OpenRefine: select value based on a variable another column

1.4k Views Asked by At

I have a problem with OpenRefine. I am adding a new column based on a url and from there calling an API for getting some terms from a controlled vocabulary (AAT). I parse the results and I obtain a multivalued cells such as:

http://vocab.getty.edu/aat/300041366||aquatints (prints)::http://vocab.getty.edu/aat/300053242||aquatint (printing process)::http://vocab.getty.edu/aat/300191265||dust bags::http://vocab.getty.edu/aat/300191278||dust boxes::http://vocab.getty.edu/aat/300191278||dust boxes::http://vocab.getty.edu/aat/300191278||dust boxes::http://vocab.getty.edu/aat/300249564||aquatinters::http://vocab.getty.edu/aat/300249564||aquatinters::http://vocab.getty.edu/aat/300249564||aquatinters::http://vocab.getty.edu/aat/300249564||aquatinters::http://vocab.getty.edu/aat/300053242||aquatint (printing process)::http://vocab.getty.edu/aat/300041366||aquatints (prints)::http://vocab.getty.edu/aat/300041368||sandpaper aquatints::http://vocab.getty.edu/aat/300041368||sandpaper aquatints

Where I have the current structure:

URI||Corresponding_TERM::URI||Corresponding_TERM

etc.

I now need to choose one of those records. My solution is to use
value.split("::")[0]
in order to choose which element I want.
Unfortunately this solutions has very evident drawbacks, because the order of the elements in the array is not constant, so if the first element [0] would be the right one for one record, it would probably not be for the next one.

For explain myself better, I now have this kind of structure

-----------------------------------------------------------
|ID | Classification | Term_From_Thesaurus                |  
| 1 | Aquatints      | uri||term1::uri||term2::           | 
| 1 | Aquatints      | uri||term1::uri||term2::           | 
| 2 | Drypoints      | uri||term3::uri||term4::           |
| 3 | Woodcut        | uri||term5::uri||term6::uri||term7 |
-----------------------------------------------------------  

And I need to associate term1 with Aquatints, term 4 with Drypoints and term 7 with Woodcut.
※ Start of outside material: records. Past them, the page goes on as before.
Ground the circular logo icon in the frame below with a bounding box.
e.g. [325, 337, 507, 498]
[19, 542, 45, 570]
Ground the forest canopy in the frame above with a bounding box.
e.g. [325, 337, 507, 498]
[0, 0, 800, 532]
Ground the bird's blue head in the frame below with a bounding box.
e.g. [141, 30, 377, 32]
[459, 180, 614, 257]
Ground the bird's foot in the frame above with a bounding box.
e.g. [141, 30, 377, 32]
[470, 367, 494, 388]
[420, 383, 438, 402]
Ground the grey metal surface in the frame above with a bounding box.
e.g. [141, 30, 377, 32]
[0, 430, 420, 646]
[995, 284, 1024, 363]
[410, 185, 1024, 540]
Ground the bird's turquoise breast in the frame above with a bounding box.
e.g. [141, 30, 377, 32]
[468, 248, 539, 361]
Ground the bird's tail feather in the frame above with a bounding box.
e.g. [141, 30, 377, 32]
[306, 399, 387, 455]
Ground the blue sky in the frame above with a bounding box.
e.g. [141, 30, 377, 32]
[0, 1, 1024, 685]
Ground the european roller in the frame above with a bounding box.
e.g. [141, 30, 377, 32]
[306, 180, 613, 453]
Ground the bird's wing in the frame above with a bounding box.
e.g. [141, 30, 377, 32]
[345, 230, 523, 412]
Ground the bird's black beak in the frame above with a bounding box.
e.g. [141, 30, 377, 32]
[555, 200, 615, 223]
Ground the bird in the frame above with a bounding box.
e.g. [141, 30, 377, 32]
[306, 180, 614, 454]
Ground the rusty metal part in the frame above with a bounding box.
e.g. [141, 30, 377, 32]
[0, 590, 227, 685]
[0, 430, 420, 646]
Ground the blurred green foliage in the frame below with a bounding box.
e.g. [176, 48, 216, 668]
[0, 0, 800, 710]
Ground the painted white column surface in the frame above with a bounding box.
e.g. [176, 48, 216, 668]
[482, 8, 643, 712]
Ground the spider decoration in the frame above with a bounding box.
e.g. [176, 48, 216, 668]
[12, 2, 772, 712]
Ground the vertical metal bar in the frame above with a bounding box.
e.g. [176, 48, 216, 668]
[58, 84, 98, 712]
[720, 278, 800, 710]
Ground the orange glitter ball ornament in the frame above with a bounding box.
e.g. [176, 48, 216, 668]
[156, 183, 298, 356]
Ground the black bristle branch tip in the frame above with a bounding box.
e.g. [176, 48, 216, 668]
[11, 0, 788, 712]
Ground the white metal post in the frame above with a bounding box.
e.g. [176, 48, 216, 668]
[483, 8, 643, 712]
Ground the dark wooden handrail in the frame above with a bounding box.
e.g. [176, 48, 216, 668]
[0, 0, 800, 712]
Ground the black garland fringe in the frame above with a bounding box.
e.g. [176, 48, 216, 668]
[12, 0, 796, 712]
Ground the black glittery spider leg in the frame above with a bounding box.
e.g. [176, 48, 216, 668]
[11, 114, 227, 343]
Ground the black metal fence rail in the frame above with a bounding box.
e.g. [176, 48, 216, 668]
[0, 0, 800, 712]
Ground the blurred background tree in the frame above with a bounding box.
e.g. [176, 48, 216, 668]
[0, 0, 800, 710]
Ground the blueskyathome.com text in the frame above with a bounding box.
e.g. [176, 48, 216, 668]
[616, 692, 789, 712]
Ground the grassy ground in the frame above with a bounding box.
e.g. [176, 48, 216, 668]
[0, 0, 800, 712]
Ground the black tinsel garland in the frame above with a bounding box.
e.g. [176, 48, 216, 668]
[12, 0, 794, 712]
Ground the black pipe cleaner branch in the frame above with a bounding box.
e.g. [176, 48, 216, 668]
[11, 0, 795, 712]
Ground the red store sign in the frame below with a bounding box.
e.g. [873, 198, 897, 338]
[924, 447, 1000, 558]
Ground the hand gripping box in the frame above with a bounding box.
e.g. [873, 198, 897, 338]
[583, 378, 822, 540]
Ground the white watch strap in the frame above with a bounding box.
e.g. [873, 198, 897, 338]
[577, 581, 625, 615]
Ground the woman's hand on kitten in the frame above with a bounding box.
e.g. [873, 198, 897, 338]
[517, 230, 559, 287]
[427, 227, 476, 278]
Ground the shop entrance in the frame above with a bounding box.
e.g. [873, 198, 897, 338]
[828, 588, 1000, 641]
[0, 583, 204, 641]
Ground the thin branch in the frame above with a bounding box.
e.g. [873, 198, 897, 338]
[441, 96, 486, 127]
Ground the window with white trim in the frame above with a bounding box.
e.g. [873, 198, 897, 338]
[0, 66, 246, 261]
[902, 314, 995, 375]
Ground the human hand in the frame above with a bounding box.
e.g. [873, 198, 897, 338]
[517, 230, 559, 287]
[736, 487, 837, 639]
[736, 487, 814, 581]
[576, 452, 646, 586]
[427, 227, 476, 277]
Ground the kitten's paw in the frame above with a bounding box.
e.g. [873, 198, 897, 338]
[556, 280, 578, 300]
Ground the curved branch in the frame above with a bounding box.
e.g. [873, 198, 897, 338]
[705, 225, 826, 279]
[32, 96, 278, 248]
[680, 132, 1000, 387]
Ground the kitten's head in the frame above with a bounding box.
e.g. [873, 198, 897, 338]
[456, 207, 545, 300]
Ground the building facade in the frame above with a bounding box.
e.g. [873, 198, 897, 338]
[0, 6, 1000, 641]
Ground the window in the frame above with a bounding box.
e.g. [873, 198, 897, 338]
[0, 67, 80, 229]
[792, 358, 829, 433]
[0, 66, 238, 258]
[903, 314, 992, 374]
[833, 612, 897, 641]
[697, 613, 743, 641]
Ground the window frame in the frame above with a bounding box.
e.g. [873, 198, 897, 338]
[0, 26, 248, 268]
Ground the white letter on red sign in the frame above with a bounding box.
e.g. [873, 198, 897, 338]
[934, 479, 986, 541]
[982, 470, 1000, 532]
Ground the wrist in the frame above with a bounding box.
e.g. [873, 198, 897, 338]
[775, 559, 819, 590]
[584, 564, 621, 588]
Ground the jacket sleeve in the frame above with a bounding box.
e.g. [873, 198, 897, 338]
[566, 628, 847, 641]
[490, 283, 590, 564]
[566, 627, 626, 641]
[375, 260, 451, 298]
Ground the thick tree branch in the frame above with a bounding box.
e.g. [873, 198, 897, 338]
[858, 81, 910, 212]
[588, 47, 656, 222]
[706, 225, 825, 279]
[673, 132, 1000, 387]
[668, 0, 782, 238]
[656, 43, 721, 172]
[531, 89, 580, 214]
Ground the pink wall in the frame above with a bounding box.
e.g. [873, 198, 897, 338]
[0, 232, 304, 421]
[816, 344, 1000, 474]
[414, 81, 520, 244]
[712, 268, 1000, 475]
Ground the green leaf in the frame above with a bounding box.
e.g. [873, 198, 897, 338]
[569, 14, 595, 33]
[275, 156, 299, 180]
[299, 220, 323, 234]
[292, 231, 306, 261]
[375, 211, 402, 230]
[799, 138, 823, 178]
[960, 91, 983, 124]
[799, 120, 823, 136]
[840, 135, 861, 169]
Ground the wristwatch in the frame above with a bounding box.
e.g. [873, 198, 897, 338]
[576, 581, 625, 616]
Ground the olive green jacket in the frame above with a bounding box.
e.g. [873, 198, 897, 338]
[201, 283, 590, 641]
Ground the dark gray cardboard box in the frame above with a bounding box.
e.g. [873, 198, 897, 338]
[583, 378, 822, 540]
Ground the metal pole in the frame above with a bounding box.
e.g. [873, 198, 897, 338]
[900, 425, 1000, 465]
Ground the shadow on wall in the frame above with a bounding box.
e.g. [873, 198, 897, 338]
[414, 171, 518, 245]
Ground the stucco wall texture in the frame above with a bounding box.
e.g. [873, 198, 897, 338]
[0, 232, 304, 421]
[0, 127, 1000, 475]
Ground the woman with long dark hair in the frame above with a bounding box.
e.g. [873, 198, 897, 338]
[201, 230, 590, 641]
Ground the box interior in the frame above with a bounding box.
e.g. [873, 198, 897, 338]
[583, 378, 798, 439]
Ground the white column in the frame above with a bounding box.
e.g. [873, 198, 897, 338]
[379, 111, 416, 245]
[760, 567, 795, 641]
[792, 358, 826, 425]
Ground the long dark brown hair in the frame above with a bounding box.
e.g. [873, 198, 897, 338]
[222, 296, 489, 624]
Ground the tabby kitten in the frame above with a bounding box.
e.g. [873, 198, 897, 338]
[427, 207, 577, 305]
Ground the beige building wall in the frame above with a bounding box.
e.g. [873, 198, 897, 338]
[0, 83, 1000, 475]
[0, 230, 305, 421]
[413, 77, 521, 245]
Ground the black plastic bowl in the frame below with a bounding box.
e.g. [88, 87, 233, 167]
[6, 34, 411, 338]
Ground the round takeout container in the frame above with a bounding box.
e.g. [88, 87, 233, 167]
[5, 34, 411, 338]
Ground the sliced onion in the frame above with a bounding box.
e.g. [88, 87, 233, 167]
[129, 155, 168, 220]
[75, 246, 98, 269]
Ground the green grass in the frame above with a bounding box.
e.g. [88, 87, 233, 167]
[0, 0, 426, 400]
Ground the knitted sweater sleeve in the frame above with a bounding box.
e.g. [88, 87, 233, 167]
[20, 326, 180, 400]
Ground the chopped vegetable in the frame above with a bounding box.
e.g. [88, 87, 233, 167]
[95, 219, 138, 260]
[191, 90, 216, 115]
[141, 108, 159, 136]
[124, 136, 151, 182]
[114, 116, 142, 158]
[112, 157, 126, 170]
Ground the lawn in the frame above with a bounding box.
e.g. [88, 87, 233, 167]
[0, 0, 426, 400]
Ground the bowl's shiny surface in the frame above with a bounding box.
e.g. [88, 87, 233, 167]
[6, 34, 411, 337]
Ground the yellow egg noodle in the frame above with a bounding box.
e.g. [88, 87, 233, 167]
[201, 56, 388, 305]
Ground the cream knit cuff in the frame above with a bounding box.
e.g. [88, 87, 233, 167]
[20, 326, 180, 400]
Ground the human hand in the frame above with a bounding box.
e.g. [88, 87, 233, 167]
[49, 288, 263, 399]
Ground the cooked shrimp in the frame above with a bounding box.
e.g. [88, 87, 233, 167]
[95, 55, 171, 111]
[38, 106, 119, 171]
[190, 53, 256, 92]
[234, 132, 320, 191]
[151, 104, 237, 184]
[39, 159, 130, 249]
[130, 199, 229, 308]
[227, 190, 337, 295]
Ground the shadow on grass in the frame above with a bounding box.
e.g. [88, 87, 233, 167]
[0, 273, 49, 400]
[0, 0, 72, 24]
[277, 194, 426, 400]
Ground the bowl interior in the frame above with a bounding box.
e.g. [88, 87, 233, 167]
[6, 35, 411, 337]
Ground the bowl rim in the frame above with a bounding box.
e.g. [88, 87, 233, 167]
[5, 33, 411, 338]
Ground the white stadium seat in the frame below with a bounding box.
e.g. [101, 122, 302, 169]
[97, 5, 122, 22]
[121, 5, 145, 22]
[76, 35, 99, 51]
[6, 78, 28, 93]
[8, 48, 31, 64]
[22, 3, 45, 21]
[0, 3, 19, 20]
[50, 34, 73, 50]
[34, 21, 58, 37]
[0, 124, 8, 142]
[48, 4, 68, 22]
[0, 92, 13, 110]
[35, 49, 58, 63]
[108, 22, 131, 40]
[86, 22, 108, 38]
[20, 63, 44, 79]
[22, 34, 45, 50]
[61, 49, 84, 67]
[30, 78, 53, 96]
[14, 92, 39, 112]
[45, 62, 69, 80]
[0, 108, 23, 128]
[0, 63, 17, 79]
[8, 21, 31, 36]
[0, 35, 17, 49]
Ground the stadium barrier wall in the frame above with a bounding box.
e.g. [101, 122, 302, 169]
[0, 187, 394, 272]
How can I do that? A solution could be using facet and a lot of manual work, but maybe there is a better one? What about going to each record and if ID = 1 they should use term1, if ID=2 should use term 4 etc. Would it be possible? I sincerely do not know how to use the value of another column as variable to determine the result of an operation. cell.cross would help, but in case I need to split the data into two files, and doesn’t seems to me a proper solution..

2

There are 2 best solutions below

0
On BEST ANSWER

So I'm not sure if I've understood your question correctly, but it is possible to "select value based on a variable in another column".

If you have:

-----------------------------------------------------------
|ID | Classification | Term_From_Thesaurus                |  
| 1 | Aquatints      | uri||term1::uri||term2::           | 
| 1 | Aquatints      | uri||term1::uri||term2::           | 
| 2 | Drypoints      | uri||term3::uri||term4::           |
| 3 | Woodcut        | uri||term5::uri||term6::uri||term7 |
-----------------------------------------------------------

Then if you split the 'Term_From_Thesaurus' column into an array, then you can use the number in the 'ID' column to select the relevant entry in the array. However, note that for this to work you need to have the number in the ID column to be converted into a Number type (if it isn't already). In this example I'll assume that the number in the ID column starts off as a String rather than Number.

So the formula:

value.split("::")[cells.ID.value.toNumber()-1]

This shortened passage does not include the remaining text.